We aren’t a “people without borders,” and we never should be. President Trump has ramped up border enforcement, but there is more work to do, and Congress should make sure our border patrol has the manpower, equipment, funds, and authority to do what is needed.

Border enforcement isn’t any old aspect of law enforcement. Democratic self-determination and the rule of law hinge on it.

A country without borders, Trump says repeatedly, is no country at all. This is true, and it’s important. National democracy is the biggest form that democracy takes in today’s world. In a democratic nation, self-determination includes determining who is part of the nation.

If we really believe in the ideas of the Enlightenment, then we have to believe in self-determining, democratic nations. That means we have to believe in immigration control.

How much immigration to have, and of what sort, is a live debate. We support something more open than Trump’s rhetoric would prescribe.

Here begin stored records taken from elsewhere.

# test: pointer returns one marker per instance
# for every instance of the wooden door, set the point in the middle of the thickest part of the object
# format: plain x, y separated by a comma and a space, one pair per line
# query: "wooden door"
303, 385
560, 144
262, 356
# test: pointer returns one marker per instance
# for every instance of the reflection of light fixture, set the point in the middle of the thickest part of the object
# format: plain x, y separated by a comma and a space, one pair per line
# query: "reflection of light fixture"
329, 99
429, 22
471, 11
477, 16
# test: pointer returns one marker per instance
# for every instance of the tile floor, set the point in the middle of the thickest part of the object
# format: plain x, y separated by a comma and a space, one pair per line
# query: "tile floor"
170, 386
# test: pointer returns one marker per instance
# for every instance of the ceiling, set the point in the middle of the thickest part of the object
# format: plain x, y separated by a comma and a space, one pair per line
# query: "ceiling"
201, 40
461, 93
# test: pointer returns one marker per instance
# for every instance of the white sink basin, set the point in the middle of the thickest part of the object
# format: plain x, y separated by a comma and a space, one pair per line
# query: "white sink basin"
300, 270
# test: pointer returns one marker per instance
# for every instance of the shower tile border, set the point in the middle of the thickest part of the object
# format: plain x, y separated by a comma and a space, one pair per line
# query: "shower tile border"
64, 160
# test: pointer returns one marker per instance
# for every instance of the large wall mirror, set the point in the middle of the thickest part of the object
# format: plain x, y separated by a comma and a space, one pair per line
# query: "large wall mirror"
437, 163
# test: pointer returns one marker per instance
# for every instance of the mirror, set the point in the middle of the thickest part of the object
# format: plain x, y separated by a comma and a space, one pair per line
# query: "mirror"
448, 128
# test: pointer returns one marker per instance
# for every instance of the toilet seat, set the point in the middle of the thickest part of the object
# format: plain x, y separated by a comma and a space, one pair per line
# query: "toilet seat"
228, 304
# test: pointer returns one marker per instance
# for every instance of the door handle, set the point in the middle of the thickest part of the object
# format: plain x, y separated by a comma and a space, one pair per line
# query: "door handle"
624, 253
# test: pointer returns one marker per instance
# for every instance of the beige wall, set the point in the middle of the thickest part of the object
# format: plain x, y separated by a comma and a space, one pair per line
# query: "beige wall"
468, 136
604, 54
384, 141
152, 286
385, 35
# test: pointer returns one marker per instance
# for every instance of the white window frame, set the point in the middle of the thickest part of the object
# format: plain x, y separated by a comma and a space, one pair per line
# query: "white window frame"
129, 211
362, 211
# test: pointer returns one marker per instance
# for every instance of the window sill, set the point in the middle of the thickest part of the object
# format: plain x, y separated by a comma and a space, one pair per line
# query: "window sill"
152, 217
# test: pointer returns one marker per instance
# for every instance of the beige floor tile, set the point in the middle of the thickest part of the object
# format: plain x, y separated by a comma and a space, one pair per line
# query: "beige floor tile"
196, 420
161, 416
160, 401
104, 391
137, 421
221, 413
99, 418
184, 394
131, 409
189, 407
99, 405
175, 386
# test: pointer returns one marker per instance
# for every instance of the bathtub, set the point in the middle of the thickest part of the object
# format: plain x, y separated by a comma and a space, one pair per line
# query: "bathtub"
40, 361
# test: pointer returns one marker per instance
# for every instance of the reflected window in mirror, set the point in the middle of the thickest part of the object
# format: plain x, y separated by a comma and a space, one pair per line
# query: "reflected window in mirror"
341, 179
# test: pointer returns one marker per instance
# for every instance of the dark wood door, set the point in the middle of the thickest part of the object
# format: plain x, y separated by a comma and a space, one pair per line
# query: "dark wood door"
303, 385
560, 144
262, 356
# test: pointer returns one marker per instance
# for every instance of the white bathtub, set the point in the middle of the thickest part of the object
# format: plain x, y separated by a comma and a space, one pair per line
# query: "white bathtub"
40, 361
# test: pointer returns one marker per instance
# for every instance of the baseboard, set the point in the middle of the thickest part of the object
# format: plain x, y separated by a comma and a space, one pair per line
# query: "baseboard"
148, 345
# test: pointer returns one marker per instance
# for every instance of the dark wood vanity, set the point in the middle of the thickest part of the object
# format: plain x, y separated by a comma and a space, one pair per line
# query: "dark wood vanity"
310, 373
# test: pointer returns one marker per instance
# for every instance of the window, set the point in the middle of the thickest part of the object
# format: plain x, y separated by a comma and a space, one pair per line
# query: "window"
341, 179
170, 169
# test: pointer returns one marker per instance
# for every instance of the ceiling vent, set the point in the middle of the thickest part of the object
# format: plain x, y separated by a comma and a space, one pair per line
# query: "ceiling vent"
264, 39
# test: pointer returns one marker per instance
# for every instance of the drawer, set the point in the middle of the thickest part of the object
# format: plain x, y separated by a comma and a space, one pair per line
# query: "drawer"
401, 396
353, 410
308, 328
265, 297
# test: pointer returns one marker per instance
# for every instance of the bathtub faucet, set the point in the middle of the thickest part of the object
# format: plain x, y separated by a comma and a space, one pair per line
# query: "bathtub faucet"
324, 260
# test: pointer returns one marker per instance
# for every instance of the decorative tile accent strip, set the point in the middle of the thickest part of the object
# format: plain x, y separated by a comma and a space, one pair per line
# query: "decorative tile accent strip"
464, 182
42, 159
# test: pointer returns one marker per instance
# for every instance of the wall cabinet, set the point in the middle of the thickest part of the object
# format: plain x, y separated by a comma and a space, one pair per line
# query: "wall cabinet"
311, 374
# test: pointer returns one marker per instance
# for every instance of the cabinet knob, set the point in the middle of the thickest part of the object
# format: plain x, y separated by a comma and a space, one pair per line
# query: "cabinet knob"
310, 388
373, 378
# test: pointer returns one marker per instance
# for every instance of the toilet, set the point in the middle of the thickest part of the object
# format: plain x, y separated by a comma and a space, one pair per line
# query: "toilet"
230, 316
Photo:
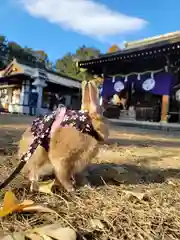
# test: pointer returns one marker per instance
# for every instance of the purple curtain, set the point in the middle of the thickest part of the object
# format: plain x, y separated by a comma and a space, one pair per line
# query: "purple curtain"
159, 84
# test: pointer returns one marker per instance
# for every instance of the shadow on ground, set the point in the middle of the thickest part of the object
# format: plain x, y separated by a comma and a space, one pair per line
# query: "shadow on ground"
143, 143
115, 174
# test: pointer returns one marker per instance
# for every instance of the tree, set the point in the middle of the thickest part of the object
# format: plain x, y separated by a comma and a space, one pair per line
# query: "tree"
3, 51
113, 48
67, 64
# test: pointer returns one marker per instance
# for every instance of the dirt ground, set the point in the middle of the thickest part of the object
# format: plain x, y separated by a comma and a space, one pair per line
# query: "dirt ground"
151, 163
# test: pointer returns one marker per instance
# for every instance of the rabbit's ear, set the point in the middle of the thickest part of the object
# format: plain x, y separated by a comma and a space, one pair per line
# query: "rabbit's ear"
94, 98
85, 96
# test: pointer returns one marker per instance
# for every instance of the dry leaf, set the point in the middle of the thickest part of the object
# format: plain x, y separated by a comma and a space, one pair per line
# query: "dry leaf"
11, 204
14, 236
34, 236
138, 195
38, 208
55, 231
45, 187
96, 223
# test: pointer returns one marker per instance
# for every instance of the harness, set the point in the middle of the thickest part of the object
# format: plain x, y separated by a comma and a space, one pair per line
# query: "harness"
41, 130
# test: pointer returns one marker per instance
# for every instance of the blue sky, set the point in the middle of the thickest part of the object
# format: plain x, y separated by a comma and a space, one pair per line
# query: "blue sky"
61, 26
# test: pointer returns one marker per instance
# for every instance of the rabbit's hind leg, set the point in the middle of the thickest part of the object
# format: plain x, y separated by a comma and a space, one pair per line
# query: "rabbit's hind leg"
64, 175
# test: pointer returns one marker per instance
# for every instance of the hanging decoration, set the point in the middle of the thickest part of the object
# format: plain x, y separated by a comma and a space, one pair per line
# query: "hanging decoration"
138, 77
157, 82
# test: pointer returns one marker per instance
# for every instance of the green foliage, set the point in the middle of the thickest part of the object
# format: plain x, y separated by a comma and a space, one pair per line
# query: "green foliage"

We don’t favor cuts in the level of legal immigration, but we agree with the president’s tilt toward high-skilled newcomers.

If we have laws and don’t enforce them, while so many of our business and political elites cheer the lax enforcement, we are trading democracy for oligarchy.

Illegal immigration corrodes the rule of law more than most lawbreaking. It creates subcultures and neighborhoods where families and communities live in the shadows. This means they’re less likely to call the police or operate above board, leaving their families vulnerable to the worst among them.

Trump’s critics blame this on aggressive deportation efforts. That can be debated, but we should all agree that the best place to enforce immigration law is at the border.

The Pueblo Sin Fronteras people want asylum status. This country has always welcomed genuine refugees, which is to say, people who have a well-founded fear of persecution in their own country. But migrants are not the same thing as asylum seekers. And anyway, why is the U.S. responsible for people from Guatemala tramping across a huge country such as Mexico, simply because this is where they would prefer to live? Asylum seekers, properly defined, are fleeing for their lives. They have the right to safety, not to residence in the land of milk of honey.

Imagine there’s no countries. It may sound nice in a John Lennon song, but it is facile and ill-considered. In reality, a land without a border is inhabited by a people without the rule of law or democracy.

—-

* UPDATE/CLARIFICATION: The original version of this editorial apparently left many readers believing that the caravan group, Pueblos Sin Fronteras was the same as a U.S.-based nonprofit with the name “People Without Borders.” They are not connected in any way.